The state of the mind throughout the day has been varying. There had been some manifestation of negative karma in the past couple of weeks. First I decided to go do a walking practice in a park a driving distance away from my place. I usually do it in a park right nearby but thought to change it up and go to a part where I haven’t been in a long time. Well that day there was a heavy snowfall but that didn’t stop me from driving to the park.
I was talking to a friend on the phone on my walk and was still talking to him through my headphones on the drive back. I was coming to a intersection and started slowing down for the red light but then I noticed that I am not breaking fast enough and once I hit the breaks completely the car started skidding. Turns out the snow already made an icing on the road and the intersection was on a subtle declining slope. So I ended up rear ending a car in front of me. At a very slow speed and with a minimum damage to their rear bumper but since I tried turning away at the last second, the damage to my car was to the right side and completely demolished the body there.
It was interesting that during the whole ordeal I didn’t really experience any emotions. There was no fear or worry. There was a family in the other car and a man that I talked to turned out to be really nice and also not very emotional about the whole situation, just disappointed. We exchanged information and shook hands at the end and went our separate ways. I did have to pay a lump sum for my own repairs and that thought did come back to me a few times but again I didn’t feel too troubled by it, as if it was just something that needed to happen that way. I did think a few times about what I should have done differently but even that didn’t seem that useful.

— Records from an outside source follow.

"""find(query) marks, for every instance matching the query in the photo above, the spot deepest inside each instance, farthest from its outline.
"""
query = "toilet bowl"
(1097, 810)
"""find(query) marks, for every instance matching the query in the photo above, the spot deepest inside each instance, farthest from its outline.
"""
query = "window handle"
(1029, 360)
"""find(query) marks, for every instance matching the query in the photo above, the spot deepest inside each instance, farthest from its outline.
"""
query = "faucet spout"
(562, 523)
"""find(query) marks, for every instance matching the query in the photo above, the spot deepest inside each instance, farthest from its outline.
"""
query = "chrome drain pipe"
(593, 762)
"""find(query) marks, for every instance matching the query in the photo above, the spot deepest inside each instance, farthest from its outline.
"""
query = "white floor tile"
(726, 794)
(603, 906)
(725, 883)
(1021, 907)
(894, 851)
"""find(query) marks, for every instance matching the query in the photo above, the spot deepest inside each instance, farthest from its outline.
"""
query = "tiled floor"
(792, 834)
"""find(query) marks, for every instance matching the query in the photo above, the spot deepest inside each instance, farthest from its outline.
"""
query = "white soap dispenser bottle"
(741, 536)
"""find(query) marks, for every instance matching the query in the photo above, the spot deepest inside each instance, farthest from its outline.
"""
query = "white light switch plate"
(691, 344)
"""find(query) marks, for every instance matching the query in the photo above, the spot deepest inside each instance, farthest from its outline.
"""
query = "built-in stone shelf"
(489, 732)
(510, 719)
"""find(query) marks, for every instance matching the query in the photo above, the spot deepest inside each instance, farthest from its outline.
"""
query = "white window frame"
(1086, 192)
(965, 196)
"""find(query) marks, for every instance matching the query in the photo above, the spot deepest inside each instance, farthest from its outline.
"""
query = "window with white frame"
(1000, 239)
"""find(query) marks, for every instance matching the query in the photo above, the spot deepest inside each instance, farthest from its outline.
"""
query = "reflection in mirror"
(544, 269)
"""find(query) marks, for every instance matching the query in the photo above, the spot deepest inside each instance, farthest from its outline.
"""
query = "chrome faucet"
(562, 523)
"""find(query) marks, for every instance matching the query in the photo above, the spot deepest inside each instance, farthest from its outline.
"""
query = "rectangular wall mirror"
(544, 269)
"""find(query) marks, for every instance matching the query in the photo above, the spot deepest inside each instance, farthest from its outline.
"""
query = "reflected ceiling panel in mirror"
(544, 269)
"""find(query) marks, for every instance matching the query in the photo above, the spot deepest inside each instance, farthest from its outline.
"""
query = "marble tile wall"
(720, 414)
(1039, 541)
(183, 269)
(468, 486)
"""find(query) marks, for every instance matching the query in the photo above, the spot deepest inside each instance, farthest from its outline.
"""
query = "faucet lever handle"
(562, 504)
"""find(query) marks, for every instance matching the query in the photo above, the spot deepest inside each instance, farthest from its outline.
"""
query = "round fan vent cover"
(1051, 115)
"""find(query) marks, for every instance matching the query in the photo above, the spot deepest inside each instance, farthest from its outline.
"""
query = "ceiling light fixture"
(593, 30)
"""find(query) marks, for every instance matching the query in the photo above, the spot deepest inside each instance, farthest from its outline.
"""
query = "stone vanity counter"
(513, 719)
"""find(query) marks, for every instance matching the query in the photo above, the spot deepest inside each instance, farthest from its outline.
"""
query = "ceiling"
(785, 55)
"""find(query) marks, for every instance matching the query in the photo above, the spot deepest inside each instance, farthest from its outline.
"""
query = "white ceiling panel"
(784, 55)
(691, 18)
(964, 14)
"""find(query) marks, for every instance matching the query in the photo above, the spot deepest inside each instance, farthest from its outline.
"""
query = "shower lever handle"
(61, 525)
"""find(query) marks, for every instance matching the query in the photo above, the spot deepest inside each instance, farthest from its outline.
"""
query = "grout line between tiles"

Of course I could have realized that the snowfall adds the risk and taking the car for such a frivolous activity that day was completely unnecessary but that didn’t phase me because I’m usually a good driver and with the 4 wheel drive the car control is usually excellent. But in truth this accident revealed my overly high risk tolerance. I’m overly confident and not careful enough in oh so many areas of my life. But that seems to be my inherent feature as if that is simply my level of sensitivity. Not sure if that is something that can be improved or modified but I will strive to stay more mindful of this factor.
Then shortly after that I got the flu. Its symptoms were fairly mind this time but debilitating nonetheless. It made a dent in my concentration and I lost energy with bad habits as a result. This started a spiral of disrupted concentration where I could barely practice and study with poor quality for about 2 weeks. I started feeling fairly weird as there was a cognitive dissonance due to me not being able to stop my actions even though I knew they were going against the precepts I’m supposed to abide by. Eventually I was able to muster enough willpower and move myself away from that behavior and spend more time studying Dharma. That helped move the consciousness back into the right direction. Hoping it will stick this time and I will be more vigilant and strong in future manifestations of bad karma. One is supposed to withstand such cases with upeksha aka detached equanimity.
Something like this seems to be naturally happening every once in a while as if the stability of the routine somehow gets too stale and things get shaken up. I feel I just finally was able to get back on the horse and stick only to productive activities throughout the day. Back to spending most of my free time studying Dharma and then practicing what I can in the morning and evening. The goal is to maintain meditative concentration throughout the day and stay present to practice mindful behavior.